Keras LSTM with 1D time series

10

9

I'm learning how to use Keras and I've had reasonable success with my labelled dataset using the examples on Chollet's Deep Learning for Python. The data set is ~1000 Time Series with length 3125 with 3 potential classes.

I'd like to go beyond the basic Dense layers which give me about 70% prediction rate and the book goes on to discuss LSTM and RNN layers.

All the examples seem to use datasets with multiple features for each timeseries and I'm struggling to work out how to implement my data as a result.

If for example, I have 1000x3125 Time Series, how do I feed that into something like the SimpleRNN or LSTM layer? Am I missing some fundamental knowledge of what these layers do?

Current code:

import pandas as pd
import numpy as np
import os
from keras.models import Sequential
from keras.layers import Dense
from keras.layers import LSTM, Dropout, SimpleRNN, Embedding, Reshape
from keras.utils import to_categorical
from keras import regularizers
from sklearn.model_selection import train_test_split
import matplotlib.pyplot as plt

def readData():
    # Get labels from the labels.txt file
    labels = pd.read_csv('labels.txt', header = None)
    labels = labels.values
    labels = labels-1
    print('One Hot Encoding Data...')
    labels = to_categorical(labels)

    data = pd.read_csv('ts.txt', header = None)

    return data, labels

print('Reading data...')
data, labels = readData()

print('Splitting Data')
data_train, data_test, labels_train, labels_test = train_test_split(data, labels)

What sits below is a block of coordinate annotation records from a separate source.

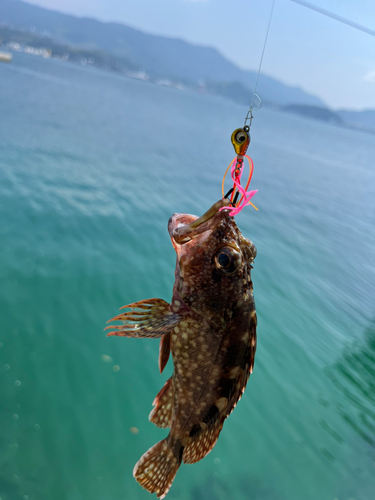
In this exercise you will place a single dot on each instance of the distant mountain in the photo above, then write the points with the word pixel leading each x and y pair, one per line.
pixel 360 119
pixel 158 56
pixel 315 112
pixel 364 120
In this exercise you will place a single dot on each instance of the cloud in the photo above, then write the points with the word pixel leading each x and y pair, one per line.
pixel 369 77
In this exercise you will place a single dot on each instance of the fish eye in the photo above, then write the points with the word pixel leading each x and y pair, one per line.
pixel 227 259
pixel 241 137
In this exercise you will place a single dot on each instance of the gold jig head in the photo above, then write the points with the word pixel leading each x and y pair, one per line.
pixel 240 140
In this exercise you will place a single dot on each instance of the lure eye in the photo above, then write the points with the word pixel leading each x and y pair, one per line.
pixel 227 259
pixel 241 137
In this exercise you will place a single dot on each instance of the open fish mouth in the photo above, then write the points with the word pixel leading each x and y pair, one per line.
pixel 184 227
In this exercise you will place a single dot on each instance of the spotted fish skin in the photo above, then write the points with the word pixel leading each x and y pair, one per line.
pixel 210 328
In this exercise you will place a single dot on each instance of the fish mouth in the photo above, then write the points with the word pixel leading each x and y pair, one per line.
pixel 184 227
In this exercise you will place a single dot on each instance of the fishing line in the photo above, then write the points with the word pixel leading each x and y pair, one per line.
pixel 241 140
pixel 336 17
pixel 249 115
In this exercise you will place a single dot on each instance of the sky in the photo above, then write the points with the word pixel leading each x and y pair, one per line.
pixel 306 49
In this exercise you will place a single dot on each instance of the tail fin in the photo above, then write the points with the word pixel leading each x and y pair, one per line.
pixel 157 468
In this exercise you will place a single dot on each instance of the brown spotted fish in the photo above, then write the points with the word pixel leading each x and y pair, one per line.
pixel 210 327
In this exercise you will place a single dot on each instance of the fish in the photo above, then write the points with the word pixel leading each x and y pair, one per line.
pixel 210 328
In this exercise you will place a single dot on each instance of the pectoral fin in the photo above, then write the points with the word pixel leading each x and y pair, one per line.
pixel 164 350
pixel 148 318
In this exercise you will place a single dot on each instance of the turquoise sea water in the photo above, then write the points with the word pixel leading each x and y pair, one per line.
pixel 92 165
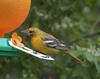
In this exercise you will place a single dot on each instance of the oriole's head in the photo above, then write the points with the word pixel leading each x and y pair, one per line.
pixel 32 31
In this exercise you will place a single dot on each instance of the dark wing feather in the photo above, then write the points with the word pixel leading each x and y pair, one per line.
pixel 52 42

print('Building Model...')
#Create model
model = Sequential()
## LSTM / RNN goes here ##
model.add(Dense(3, activation='softmax'))

model.compile(loss='categorical_crossentropy', optimizer='adam', metrics=['accuracy'])
 
print('Training NN...')
history = model.fit(data_train, labels_train, epochs=1000, batch_size=50,
    validation_split=0.25,verbose=2)

results = model.evaluate(data_test, labels_test)

predictions = model.predict(data_test)

print(predictions[0].shape)
print(np.sum(predictions[0]))
print(np.argmax(predictions[0]))

print(results)

acc = history.history['acc']
val_acc = history.history['val_acc']
epochs = range(1, len(acc) + 1)

plt.plot(epochs, acc, 'bo', label='Training acc')
plt.plot(epochs, val_acc, 'b', label='Validation acc')
plt.title('Training and Validation Accuracy')
plt.xlabel('Epochs')
plt.ylabel('Loss')
plt.legend()
plt.show()

user1147964

Posted 2018-02-06T16:33:32.570

Reputation: 145

Answers

10

LSTM layers require data of a different shape.

From your description, I understand the starting dataset to have 3125 rows and 1000 columns, where each row is one time-step. The target variable should then have 3125 rows and 1 column, where each value can be one of three possible values. So it sounds like you're doing a classification problem. To check this in code, I would do:

>>> X.shape
(3125, 1000)

>>> y.shape
(1000,)

The LSTM class requires each single sample to consist of a 'block' of time. Let's say you want to have a block of 100 time-steps. This means X[0:100] is a single input sample, which corresponds to the target variable at y[100]. this means your window size (a.k.a number of time-steps or number of lags) is equal to 100. As stated above, you have 3125 samples, so N = 3125. To form the first block, we unfortunately have to discard the first 100 samples of y, as we cannot form an entire block of 100 from the available data (we would end up needing the data points before X[0]).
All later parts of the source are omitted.